Que se quebre o mito da hospitalidade brasileira, visto que essa hospitalidade parece ser seletiva. Os povos latino-americanos que vêm ao Brasil em busca de acolhimento, se deparam já de início com violações de seus direitos e descaso. Em Pacaraima, fronteira de Roraima com a Venezuela, não raramente se encontram grupos de refugiados sem documentação e sem acesso aos abrigos da Operação Acolhida, dormindo na rua ou em acampamentos irregulares. Enquanto o processo de documentação e interiorização desses grupos não é concluído, suas vidas permanecem em pausa, e esse processo pode se estender por meses. Com crianças e idosos, essas pessoas enfrentam o frio da noite e a chuva nas ruas enquanto sua situação no país não é regularizada.
No Brasil, de acordo com a lei número 9474 de 22 de Julho de 1997, é o Comitê Nacional para Refugiados, o CONARE, o órgão responsável pela análise dos pedidos de refúgio. É compromisso assumido pelo Brasil servir de refúgio, e é proibida a deportação dos solicitantes da condição de refugiado. Internacionalmente, desde a criação do alto comissariado das nações unidas para refugiados (ACNUR) em 1950, são os preceitos da convenção de 1951 relativa ao estatuto dos refugiados, atualizados pela declaração de Cartagena sobre refugiados em 1984, que fundamentam de forma específica o direito dos refugiados.

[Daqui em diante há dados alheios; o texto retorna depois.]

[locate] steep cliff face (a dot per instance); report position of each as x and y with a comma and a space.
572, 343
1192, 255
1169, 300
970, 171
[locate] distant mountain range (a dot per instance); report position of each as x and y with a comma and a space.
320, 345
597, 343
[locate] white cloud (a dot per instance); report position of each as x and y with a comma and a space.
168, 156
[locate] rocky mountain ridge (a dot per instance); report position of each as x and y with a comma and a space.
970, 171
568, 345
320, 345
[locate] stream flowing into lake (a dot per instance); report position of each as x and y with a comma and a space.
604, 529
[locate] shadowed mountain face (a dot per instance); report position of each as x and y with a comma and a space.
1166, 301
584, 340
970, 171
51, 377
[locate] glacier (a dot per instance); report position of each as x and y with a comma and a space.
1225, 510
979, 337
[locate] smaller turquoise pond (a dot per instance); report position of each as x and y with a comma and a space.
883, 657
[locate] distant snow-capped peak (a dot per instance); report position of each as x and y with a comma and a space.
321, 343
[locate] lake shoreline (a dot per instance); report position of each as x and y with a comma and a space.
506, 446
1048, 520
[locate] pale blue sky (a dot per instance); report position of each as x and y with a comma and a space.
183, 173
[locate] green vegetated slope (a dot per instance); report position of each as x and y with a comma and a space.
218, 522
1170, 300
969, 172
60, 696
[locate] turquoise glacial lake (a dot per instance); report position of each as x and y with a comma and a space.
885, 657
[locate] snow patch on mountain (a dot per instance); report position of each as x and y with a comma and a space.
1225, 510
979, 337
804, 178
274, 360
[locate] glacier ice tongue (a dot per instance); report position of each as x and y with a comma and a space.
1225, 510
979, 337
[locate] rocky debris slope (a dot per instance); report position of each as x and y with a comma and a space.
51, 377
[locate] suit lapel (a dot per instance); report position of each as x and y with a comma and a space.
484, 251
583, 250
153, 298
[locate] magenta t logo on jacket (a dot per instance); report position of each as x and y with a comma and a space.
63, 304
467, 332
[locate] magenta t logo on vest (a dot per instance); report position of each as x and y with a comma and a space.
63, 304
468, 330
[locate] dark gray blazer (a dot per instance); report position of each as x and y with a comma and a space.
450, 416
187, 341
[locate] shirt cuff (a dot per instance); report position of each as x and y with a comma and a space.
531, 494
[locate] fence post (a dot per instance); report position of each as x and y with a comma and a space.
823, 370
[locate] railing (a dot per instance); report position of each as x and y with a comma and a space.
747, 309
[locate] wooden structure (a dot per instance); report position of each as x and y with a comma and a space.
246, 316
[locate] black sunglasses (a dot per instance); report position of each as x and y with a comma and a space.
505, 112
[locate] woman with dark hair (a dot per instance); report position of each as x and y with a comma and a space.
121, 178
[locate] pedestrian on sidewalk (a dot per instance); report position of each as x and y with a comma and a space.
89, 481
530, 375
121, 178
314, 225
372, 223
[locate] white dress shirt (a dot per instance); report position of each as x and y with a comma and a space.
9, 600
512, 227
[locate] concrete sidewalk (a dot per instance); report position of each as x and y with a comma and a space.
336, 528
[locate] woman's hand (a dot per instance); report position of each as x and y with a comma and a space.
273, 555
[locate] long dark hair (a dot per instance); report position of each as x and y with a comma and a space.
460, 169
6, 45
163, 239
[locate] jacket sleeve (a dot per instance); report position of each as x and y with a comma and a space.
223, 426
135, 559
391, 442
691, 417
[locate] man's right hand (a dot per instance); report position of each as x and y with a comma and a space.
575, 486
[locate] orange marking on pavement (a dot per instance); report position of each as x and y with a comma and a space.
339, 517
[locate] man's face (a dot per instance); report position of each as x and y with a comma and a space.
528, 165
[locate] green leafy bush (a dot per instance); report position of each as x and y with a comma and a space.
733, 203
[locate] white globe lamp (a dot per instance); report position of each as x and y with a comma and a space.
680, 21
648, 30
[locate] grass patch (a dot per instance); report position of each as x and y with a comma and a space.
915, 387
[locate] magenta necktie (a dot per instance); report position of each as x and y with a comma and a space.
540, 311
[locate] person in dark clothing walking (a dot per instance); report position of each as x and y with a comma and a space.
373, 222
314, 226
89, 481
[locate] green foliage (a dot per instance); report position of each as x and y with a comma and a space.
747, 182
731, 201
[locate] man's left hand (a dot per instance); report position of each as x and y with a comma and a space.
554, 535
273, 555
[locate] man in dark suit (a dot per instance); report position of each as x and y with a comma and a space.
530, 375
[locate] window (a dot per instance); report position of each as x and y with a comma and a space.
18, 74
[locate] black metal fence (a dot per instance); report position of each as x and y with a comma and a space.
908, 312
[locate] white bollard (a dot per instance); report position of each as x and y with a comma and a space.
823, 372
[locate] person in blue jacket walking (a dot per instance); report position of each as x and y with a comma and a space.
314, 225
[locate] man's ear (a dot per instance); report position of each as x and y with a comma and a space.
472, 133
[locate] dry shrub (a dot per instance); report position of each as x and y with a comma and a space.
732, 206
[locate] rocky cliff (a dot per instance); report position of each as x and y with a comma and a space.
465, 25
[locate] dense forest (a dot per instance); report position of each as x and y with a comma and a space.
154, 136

Mesmo que as legislações internacionais e brasileiras forneçam mecanismos para a proteção dos direitos das pessoas refugiadas, a realidade do processo de interiorização e acolhimento desses grupos dá alguns sinais de ineficácia. Seja pelo atraso na análise dos pedidos de refúgio, seja pela situação precária de alguns acampamentos ou pela inconsistência dos dados obtidos na fronteira, o processo de entrada de refugiados no Brasil apresenta falhas. A ação de responsabilidade do Estado pede complemento de instituições internacionais, organizações não governamentais e da sociedade civil a fim de promover uma garantia mínima de direitos a esse grupo.
A jornada em busca de acolhimento e restabelecimento de uma vida normal começa com a saída forçada de sua terra natal, devido a uma situação de perseguição e/ou generalizada violação dos direitos humanos. Se falhamos em entender sua jornada, falhamos em acolhê-los. Entre a chegada na fronteira brasileira e a realização plena dos direitos do refugiado, esse grupo esbarra em algumas frustrações. Enquanto a presença latino americana no Brasil for tida com a mesma estranheza e indiferença dos semáforos o acolhimento não será completo. Se faz necessária a garantia dos mesmos direitos que qualquer outro estrangeiro vivendo no Brasil tem, seja ele da Venezuela ou da França, por exemplo.